Train crash in which 64 people died

The Voghera train crash is considered one of the most serious incidents in the history of the Italian railways. It happened at track three of Voghera railway station, on the night of 31 May 1962. 64 people died, and 40 were seriously injured.

==History==
At 2.35 on 31 May 1962, freight train №. 8151, from Milan, hauled by an E626 class electric locomotive, entered Voghera station at high speed, against protection signals set to 'danger'. It then collided with the rear of passenger train №. 1391, which was stationary on Track 3, and about to depart for Genoa.

The locomotive of train 8151 became wedged in the last carriage of train 1391, killing 60 people instantly and injuring over 40, four of whom later died in hospital. All of the victims were in the last carriage. They were mostly holidaymakers bound for the Ligurian Riviera.

==Investigations==
Examination of the wheel speed sensor date from the locomotive at the head of train 8151 revealed that the train appeared to have been travelling at between 70 km/h and 75 km/h all the way from Milan Rogoredo, except for a brief slowdown near Pavia. The train's speed had not diminished even upon arrival at Voghera, except during the nine seconds immediately before the collision, when it had fallen sharply from 72 km/h to about 60 km/h.

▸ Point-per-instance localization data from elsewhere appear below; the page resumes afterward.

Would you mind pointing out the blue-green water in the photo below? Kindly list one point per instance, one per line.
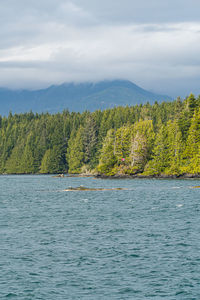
(141, 243)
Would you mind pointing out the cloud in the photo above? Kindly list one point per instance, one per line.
(50, 42)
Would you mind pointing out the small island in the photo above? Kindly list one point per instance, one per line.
(83, 188)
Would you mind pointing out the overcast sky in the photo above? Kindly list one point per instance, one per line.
(154, 43)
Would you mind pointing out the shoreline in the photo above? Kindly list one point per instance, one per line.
(116, 176)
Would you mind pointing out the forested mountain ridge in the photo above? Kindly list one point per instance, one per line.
(143, 139)
(76, 97)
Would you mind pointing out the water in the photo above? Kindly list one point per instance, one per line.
(140, 243)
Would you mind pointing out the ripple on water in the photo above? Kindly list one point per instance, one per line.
(142, 243)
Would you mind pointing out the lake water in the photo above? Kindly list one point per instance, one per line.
(140, 243)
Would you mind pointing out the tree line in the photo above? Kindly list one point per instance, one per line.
(163, 138)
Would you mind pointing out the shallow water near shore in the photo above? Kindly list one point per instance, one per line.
(138, 243)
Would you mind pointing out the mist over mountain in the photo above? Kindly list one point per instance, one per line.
(76, 97)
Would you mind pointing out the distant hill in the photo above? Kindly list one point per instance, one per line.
(76, 97)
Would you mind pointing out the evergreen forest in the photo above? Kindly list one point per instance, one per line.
(163, 138)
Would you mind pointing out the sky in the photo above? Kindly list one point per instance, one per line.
(154, 43)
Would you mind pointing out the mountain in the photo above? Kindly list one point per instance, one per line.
(76, 97)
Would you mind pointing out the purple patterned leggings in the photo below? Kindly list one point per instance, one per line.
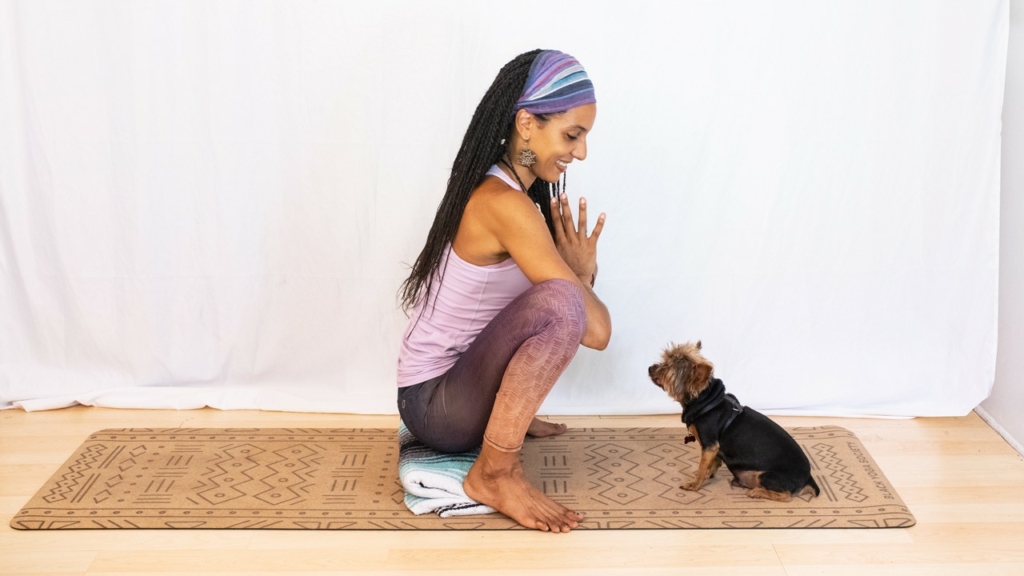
(496, 387)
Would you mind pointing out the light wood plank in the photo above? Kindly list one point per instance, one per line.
(960, 479)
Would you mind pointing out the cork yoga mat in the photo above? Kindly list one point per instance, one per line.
(347, 479)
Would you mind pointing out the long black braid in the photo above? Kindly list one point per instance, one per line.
(483, 146)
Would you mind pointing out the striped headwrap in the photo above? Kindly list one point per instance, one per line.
(557, 82)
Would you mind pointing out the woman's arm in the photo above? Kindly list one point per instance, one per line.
(519, 229)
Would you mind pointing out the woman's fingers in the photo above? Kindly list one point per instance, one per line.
(566, 212)
(598, 228)
(583, 217)
(557, 221)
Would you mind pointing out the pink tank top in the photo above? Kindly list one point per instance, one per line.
(467, 299)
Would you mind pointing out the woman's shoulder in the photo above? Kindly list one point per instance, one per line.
(495, 199)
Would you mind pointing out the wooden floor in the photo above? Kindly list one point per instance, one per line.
(960, 479)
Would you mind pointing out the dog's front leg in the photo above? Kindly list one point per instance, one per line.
(709, 464)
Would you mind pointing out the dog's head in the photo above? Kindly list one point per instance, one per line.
(683, 372)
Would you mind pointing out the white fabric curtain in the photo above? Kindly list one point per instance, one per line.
(214, 202)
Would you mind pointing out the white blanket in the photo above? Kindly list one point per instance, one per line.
(433, 480)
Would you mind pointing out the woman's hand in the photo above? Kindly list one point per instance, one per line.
(576, 247)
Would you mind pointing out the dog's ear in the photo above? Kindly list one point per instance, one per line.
(698, 379)
(683, 369)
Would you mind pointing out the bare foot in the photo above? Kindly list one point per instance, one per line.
(541, 428)
(497, 480)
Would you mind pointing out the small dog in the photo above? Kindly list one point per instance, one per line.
(762, 456)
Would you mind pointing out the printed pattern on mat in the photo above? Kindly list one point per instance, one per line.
(347, 479)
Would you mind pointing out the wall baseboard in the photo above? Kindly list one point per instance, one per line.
(999, 429)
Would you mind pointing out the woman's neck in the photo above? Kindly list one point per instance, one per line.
(518, 173)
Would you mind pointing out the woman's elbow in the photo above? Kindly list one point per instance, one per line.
(597, 338)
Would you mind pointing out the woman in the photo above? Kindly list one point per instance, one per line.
(502, 292)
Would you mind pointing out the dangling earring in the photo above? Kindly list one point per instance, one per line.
(526, 157)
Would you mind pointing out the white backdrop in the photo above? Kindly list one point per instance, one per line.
(214, 203)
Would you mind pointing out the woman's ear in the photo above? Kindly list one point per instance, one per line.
(524, 123)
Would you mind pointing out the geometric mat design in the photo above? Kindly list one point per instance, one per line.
(333, 479)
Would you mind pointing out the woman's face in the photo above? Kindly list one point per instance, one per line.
(560, 140)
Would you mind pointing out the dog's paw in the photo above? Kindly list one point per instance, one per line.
(691, 486)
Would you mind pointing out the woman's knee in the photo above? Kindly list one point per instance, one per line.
(562, 301)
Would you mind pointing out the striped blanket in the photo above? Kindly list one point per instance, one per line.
(433, 480)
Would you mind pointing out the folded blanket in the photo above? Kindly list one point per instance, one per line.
(433, 480)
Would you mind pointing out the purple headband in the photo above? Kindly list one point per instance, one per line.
(557, 82)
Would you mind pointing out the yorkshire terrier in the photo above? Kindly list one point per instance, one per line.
(762, 456)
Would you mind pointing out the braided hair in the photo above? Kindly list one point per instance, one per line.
(485, 144)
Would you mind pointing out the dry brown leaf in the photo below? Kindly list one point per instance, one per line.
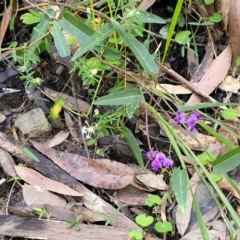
(102, 173)
(58, 138)
(230, 84)
(146, 4)
(214, 75)
(182, 219)
(7, 163)
(5, 21)
(34, 196)
(69, 102)
(217, 232)
(132, 196)
(153, 181)
(35, 178)
(224, 184)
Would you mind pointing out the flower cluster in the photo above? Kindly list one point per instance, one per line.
(191, 121)
(159, 160)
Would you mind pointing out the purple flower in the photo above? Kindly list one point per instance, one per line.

This speed was not in any way acceptable, regardless of the danger setting displayed by the signal, given that the train was due to stop at the station for a change of traction. At that time, the Milan–Voghera was energised with DC electric current, and the Voghera–Genoa section with three-phase AC current, imposing a requirement for a change of locomotive at Voghera.

The train braking on train 8151 had been activated only about 170 m from the rear of the train 1391. Given the characteristics of the brake, and its time of entry into operation, it can be assumed that it was activated in response to stop signals given by hand by station staff, as in fact was admitted by the driver.

==Commemorations==
On 31 May 2002, the 40th anniversary of the accident, a marble commemorative plaque was placed on a wall of Voghera railway main station (facing platform 1 near the newsstand). The plaque bears the following inscription: "The distressing horror of the time of trouble lives again today and will live forever in the memory and silence of all Vogherese. 31 May 1962 - 31 May 2002." The ceremony was attended by representatives of local authorities.